In Anne Bishop’s Black Jewels series, witches are powerful. Their male counterparts with magic serve them. Tropes about power and gender are turned on their heads throughout. Characters with names we know from religious stories — like Satan, Lucifer, and Daemon — are kind and just. The series also has an unusual way of dealing with trauma, using the horrific acts of the past as powerful motivators for good works in the future.
The young Jaenelle Angeliene’s family thinks she’s “crazy,” talking about an imaginary world of winged people, unicorns, and dragons. As it turns out, she’s correct, and the people who live “normal” lives are the villains. Lucivar (different spelling, but the same sort of character description with golden eyes and wings) is tortured, yet becomes a powerful leader, kind and willing to defend and love his family. Daemon, a man who has been sexually abused for centuries, uses his past to help the woman he loves through her own trauma. Bishop takes characters who would normally be pushed to the side in a fantasy novel because of their pasts and doesn’t use trauma as a revenge motivator. She deals beautifully with survivors, no matter what their pasts have done to them. The witch Tersa is the most powerful example of those with past traumas and mental illness being treated with respect and love.
Tersa is a trauma survivor, like many of the other characters in the book, but she’s dealt with it in different ways. Her mind has gone into what the book calls the Twisted Kingdom, a place where she sees beyond what normal people can see. She might forget to brush her hair or eat, but she walks in a place of wisdom, can see the future, and has more power than almost anyone else.
Instead of pushing her to the side, as we often see even with wise women in books like this, her family cares for her. She’s not alone in the woods, trotted out when advice or visions are needed. She’s visited by her sons, her dear friends, and her adopted family all the time. She’s part of every celebration. She’s even given guardianship of a young boy who adores her. He’s given instruction not to “smudge the truth” about homework with her because she’s not like everyone else, but the characters in Bishop’s books know that her wisdom and observations are beneficial for a young boy, because they’re different than those of “normal” people, and that he can learn from them in a different way.

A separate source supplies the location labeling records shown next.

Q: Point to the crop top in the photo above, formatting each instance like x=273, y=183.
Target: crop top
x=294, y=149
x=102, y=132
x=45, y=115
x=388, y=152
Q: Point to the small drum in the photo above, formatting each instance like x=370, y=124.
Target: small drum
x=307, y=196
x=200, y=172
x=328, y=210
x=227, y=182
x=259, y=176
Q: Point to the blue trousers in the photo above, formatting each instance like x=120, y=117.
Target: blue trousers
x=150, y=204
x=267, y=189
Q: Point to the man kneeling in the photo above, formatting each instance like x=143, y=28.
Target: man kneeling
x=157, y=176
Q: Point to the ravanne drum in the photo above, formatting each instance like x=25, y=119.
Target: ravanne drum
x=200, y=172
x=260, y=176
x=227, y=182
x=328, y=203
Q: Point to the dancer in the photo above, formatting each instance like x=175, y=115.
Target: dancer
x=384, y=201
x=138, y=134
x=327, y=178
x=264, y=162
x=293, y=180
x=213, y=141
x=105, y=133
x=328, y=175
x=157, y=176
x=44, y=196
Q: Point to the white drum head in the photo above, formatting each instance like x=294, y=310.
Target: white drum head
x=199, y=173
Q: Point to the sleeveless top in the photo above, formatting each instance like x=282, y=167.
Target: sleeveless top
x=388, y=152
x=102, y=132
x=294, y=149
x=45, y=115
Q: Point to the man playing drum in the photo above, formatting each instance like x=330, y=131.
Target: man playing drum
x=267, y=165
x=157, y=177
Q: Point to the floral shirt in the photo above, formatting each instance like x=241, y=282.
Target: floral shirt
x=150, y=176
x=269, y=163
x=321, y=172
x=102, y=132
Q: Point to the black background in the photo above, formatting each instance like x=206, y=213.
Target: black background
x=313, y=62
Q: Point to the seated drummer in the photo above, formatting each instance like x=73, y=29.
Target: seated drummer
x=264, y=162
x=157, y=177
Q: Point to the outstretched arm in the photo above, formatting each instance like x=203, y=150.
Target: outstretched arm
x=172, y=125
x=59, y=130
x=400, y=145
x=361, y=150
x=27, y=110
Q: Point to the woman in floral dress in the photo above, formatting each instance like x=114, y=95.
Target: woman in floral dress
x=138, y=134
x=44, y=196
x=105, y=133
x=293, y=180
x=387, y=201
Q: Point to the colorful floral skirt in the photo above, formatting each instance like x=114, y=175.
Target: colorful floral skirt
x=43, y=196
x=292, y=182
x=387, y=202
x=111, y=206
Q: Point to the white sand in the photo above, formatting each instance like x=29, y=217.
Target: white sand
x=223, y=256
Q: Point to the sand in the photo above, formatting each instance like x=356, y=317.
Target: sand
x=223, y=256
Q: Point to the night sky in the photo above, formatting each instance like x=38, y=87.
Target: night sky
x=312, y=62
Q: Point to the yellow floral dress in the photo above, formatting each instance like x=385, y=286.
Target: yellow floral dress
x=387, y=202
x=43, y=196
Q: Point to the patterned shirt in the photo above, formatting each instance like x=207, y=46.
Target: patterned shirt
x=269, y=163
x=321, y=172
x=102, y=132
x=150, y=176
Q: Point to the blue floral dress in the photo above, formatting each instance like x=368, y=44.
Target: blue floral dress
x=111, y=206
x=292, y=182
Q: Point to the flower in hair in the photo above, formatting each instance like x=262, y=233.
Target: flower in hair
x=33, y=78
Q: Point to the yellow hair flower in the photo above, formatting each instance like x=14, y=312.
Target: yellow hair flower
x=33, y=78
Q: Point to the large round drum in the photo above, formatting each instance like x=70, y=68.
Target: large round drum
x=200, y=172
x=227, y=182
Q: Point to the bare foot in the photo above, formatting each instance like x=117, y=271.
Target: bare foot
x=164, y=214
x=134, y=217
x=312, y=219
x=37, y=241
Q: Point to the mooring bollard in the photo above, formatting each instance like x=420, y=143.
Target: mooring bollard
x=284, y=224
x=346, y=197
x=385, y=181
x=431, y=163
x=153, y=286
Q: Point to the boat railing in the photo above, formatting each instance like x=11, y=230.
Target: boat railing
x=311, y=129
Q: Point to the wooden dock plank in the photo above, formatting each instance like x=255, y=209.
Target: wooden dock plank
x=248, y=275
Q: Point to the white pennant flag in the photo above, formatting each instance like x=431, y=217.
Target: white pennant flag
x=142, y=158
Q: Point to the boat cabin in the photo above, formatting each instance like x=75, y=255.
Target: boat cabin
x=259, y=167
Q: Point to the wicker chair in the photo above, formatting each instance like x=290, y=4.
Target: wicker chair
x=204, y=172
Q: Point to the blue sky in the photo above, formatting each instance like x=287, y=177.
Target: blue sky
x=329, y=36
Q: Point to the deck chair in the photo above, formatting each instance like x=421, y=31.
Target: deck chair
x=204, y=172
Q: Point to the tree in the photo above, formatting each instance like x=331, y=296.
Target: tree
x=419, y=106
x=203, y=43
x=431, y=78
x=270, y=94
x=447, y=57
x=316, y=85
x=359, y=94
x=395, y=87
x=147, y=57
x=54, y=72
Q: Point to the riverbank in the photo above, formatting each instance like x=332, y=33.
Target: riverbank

Tersa is a powerful witch in a way that very few others are. She’s got the ability to rip the bones out of someone who is trying to harm her adult son and her young charge. “It’s just like de-boning a chicken,” she says. She can see the coming of a woman who will change all their fates. Early on in her life, she is kind to another young boy whose mother doesn’t like him, giving him a look at kindness is a brutal world.
Rarely do we see those with mental illness being treated not only as a treasured family member but as a woman who changes the courses of lives for the better because of her unusual way of seeing things. She knows she’s not like everyone else. She tells her son, “I don’t know how to be your mother.” Instead of a response like, “Oh, it’s okay, I love you anyway,” he hugs her and says, “So just be Tersa. That has always been enough.”
Trauma survivors often feel guilt over what has happened to them, and how it’s changed them. It’s so beautiful to see characters like Tersa valued for what they’ve become and what they’ve gone through. It’s refreshing to see them treated like anyone else and loved for who they are and the wisdom their perspective can give.